HARNAS.CO.ID – Kejaksaan Agung (Kejagung) menyebut kerugian negara kasus pemberian kredit oleh tiga bank daerah kepada PT Sri Rejeki Isman (Sritex) dan entitas anak usaha mencapai Rp 1 triliun.
“Telah mengakibatkan kerugian negara kurang lebih Rp 1.088.650.808.028,00,” kata Direktur Penyidikan pada Jaksa Agung Muda Bidang Tindak Pidana Khusus (Jampidsus) Kejagung Nurcahyo Jungkung Madyo di Gedung Jampidsus Kejagung, Jakarta, Selasa (22/7/2025) dini hari.
Menurut Nurcahyo, jumlah pasti kerugian keuangan negara sedang dalam proses penghitungan oleh Badan Pemeriksa Keuangan (BPK) RI. PT Sritex mendapatkan pinjaman dari tiga bank daerah, yakni Bank BJB; Bank DKI Jakarta; dan Bank Jateng, serta dari sindikasi bank dengan total Rp 3,5 miliar.

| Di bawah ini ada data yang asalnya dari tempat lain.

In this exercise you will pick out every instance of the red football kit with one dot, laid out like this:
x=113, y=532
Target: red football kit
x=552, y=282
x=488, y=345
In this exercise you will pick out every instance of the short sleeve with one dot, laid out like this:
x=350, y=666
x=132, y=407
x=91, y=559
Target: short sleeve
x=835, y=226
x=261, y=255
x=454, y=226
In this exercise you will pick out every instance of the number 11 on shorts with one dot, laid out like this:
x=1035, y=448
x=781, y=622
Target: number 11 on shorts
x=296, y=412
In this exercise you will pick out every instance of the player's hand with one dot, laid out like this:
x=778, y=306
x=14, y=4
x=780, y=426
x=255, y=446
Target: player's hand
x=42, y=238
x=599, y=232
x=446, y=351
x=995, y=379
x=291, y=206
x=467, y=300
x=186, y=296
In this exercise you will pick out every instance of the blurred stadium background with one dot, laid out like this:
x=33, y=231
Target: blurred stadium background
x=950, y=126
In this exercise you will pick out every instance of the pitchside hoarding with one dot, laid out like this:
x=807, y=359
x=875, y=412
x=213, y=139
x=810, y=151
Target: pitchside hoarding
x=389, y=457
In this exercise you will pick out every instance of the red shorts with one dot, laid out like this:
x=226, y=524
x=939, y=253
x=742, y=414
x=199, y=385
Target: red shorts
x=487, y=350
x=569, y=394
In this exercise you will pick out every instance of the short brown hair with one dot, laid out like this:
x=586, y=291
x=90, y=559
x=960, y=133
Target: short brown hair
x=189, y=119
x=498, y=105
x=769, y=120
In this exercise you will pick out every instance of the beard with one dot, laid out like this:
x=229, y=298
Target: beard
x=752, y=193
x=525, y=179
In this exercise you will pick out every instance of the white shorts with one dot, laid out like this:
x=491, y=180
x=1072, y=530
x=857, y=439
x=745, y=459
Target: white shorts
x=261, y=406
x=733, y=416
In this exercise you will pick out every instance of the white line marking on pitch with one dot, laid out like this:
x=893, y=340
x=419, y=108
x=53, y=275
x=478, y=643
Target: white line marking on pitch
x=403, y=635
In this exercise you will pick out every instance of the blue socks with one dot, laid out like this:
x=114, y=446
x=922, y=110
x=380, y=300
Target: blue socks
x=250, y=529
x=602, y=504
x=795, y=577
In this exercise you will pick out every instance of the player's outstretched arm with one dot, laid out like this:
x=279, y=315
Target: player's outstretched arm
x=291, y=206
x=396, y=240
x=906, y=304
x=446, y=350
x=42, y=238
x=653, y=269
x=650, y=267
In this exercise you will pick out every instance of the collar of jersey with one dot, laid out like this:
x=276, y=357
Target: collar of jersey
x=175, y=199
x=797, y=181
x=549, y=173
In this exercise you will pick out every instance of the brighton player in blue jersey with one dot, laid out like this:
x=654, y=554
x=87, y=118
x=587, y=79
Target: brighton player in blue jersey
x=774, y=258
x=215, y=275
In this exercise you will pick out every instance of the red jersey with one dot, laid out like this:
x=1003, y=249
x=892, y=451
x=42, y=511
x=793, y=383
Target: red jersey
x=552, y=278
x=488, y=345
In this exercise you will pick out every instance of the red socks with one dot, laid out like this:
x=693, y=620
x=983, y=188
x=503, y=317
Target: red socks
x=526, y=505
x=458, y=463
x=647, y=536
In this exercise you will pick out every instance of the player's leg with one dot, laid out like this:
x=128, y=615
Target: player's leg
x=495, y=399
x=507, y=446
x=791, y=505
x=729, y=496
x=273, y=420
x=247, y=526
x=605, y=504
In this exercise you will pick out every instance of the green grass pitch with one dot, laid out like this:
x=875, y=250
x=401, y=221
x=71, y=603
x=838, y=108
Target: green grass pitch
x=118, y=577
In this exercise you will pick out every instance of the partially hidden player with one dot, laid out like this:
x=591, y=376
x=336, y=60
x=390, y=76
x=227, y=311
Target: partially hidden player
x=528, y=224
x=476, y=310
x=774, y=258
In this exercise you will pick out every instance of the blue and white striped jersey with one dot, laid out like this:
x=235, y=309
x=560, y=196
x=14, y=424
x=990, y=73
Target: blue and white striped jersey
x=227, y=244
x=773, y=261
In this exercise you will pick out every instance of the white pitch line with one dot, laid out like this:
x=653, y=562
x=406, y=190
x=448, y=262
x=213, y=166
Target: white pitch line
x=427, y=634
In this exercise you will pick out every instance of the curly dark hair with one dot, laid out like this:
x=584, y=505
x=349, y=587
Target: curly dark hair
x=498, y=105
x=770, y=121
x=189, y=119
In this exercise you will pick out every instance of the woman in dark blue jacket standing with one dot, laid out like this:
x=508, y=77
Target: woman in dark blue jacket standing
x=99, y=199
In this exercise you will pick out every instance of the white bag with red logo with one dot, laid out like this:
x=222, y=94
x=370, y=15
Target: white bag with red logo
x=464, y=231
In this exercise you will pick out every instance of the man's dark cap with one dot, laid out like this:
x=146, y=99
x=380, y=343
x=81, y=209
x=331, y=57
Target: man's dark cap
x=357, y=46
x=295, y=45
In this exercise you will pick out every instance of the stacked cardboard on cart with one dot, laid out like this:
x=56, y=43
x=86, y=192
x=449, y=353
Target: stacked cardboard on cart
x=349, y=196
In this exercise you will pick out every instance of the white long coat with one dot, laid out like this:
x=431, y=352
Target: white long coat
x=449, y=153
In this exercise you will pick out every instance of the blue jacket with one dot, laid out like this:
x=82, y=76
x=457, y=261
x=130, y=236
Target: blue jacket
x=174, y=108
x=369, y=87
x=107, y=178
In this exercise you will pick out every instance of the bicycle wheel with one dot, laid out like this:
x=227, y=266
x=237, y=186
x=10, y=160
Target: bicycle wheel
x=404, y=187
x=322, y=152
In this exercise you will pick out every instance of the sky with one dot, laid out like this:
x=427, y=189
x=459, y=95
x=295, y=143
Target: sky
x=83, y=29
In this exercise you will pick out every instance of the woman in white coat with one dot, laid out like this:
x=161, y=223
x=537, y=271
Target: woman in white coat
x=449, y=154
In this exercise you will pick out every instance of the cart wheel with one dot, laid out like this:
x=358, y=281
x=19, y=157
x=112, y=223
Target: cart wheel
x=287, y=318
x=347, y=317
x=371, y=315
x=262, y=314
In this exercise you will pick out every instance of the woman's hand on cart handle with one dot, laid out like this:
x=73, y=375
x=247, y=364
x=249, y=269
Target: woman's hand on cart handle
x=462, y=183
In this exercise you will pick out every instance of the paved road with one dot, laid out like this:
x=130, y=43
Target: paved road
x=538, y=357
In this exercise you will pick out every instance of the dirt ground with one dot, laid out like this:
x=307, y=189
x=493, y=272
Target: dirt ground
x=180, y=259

Jumlah tersebut diketahui dari total outstanding atau tagihan yang belum dilunasi oleh PT Sritex hingga Oktober 2024. Adapun untuk kredit dari bank daerah, Sritex mendapatkan kredit dari Bank Jateng Rp 395.663.215.800,00. Dari Bank BJB Rp 543.980.507.170,00. Terakhir, dari Bank DKI Jakarta Rp 149.007.085.018,57.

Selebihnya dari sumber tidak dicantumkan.